Doğal olarak herkesin aklına yeni bir “açılım” süreci mi başlayacak sorusu geldi. Bu cümlelere bakıp Öcalan’ın PKK üzerinde tam bir hakimiyeti olduğu ve mesajın gereğinin de yapılacağını zannedebilirsiniz.
Bahçeli’nin sözleri
Ama durum öyle değil, bilen biliyor zaten. PKK elebaşının HDP seçmeninin önemli bir bölümü üzerinde etkisi olduğu bir gerçek ama emperyalistlerin ellerine tutuşturduğu silahı kullanan ise dağ kadrosundaki terör örgütü PKK’nın yöneticileridir. Yani PKK’da terörist Öcalan’ın değil, silahı elinde tutan teröristlerin sözü geçer.
Uzağa gitmenize gerek yok; 2013-2015 Temmuz ayına kadar olan arşive baksanız “açılım” denilen süreçte Öcalan ile PKK’nın hangi konularda karşı karşıya geldiğini sıralamaya kalktığınızda bu sütunun yetmeyeceğini görürsünüz.
MHP Genel Başkanı Devlet Bahçeli, PKK elebaşı ile avukatlarının görüşmesi hakkındaki soruya, “Bana sorarsanız avukatıyla görüşsün” diye bir açıklama yapınca bağlamından koparılan cümle bir anda kafalarda “açılım geri mi geliyor, Bahçeli de yeşil ışık yaktı” türünden siyasi analizlere yol açtı.
Oysa bunlar PKK elebaşı için yapılan açlık grevlerinin bitirilmesi için atılan adımlar. Ötesine dair hesap yapanlar, Öcalan’ın devleti oyalayan, örgüt üzerinde de bir etkisi olmayan birine dönüştüğünü, terör örgütü PKK’nın ise 2013’ten sonra tam anlamıyla Amerika’nın paralı uşağı haline geldiğini görmeli.
Yani ABD tetikçisi PKK’ya o silahı verdiği sürece PKK o silahı bırakamaz.
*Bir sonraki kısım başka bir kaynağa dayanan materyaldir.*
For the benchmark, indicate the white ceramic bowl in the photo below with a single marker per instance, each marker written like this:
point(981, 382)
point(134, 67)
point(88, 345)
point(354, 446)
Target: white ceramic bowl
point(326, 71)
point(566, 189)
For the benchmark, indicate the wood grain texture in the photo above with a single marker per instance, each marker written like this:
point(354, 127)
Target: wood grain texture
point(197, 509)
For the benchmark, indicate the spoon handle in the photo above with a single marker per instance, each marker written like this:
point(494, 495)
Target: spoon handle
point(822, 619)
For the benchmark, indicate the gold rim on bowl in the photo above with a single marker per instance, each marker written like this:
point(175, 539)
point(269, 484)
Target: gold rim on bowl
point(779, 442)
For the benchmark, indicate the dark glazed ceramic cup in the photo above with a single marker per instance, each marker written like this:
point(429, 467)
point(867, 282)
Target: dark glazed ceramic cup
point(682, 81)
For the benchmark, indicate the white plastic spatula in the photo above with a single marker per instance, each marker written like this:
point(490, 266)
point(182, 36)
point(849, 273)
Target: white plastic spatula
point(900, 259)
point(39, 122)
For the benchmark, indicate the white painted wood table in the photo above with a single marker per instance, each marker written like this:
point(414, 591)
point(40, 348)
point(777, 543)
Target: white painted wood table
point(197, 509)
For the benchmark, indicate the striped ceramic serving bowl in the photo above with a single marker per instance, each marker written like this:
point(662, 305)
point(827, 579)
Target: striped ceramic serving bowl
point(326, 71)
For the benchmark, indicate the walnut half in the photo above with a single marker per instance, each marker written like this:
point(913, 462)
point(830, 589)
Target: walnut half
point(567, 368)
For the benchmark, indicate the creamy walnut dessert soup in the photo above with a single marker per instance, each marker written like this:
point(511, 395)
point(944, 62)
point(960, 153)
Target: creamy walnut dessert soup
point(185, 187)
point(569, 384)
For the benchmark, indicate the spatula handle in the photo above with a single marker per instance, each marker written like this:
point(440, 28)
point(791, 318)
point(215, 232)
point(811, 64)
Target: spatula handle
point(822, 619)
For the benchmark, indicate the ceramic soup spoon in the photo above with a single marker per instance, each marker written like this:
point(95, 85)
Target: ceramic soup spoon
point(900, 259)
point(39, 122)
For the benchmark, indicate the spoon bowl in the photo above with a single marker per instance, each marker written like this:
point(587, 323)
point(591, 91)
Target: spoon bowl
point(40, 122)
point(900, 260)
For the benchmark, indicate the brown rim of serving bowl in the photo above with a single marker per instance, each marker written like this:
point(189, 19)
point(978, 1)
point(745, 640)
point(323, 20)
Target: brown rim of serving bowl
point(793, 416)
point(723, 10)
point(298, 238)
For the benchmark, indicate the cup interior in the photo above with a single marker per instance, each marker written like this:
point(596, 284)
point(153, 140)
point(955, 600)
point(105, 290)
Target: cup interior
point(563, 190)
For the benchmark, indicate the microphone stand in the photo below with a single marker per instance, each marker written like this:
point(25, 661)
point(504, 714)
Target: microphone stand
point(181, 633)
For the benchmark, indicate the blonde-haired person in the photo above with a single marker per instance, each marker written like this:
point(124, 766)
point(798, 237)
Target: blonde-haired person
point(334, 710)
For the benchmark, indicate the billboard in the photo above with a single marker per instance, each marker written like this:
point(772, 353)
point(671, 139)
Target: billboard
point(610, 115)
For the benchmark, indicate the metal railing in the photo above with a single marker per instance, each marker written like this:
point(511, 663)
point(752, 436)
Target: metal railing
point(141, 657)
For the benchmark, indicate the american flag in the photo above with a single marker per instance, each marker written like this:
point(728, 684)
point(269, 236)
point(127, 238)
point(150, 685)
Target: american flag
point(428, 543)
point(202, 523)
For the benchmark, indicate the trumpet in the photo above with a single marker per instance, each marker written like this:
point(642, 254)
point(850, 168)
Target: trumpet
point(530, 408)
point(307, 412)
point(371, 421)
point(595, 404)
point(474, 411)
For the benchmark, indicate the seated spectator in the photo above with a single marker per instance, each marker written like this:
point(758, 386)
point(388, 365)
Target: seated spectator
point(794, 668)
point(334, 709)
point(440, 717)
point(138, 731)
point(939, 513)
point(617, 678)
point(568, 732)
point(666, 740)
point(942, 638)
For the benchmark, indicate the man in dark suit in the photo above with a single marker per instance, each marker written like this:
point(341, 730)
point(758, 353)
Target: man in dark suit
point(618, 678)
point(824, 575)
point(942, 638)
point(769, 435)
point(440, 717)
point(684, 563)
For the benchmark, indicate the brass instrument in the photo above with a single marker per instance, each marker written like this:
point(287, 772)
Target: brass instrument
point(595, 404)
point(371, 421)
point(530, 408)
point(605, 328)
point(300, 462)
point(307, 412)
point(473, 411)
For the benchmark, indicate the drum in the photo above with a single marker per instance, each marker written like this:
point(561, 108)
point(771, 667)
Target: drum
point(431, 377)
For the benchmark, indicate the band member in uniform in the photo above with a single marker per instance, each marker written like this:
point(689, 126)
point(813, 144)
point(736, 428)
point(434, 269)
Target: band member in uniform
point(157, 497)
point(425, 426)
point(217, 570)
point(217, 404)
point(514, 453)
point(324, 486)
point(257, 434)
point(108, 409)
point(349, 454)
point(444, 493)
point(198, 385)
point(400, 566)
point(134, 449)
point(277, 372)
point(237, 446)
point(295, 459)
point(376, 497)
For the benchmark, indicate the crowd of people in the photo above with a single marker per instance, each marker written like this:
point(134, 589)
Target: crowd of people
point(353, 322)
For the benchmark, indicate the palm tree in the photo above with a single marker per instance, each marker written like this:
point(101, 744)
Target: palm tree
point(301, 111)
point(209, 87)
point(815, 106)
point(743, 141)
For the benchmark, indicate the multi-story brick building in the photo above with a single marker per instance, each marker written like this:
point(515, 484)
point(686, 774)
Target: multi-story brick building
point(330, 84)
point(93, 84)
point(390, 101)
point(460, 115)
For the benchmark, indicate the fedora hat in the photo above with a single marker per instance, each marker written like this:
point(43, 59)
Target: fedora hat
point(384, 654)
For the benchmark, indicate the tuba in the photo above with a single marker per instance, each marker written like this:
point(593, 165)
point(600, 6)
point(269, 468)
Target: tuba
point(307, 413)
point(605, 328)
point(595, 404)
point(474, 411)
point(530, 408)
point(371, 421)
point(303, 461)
O yüzden Kürt sorunu değil ABD’nin tetikçisi PKK sorunundan söz edebiliriz. İşin esası şu, karşımızda PKK da yok aslında, tıpkı FETÖ gibi PKK’yla işbirliği yapan, onları kullanan bir Amerika var. Hesap buna göre yapmalıdır.
Henüz yorum yapılmamış.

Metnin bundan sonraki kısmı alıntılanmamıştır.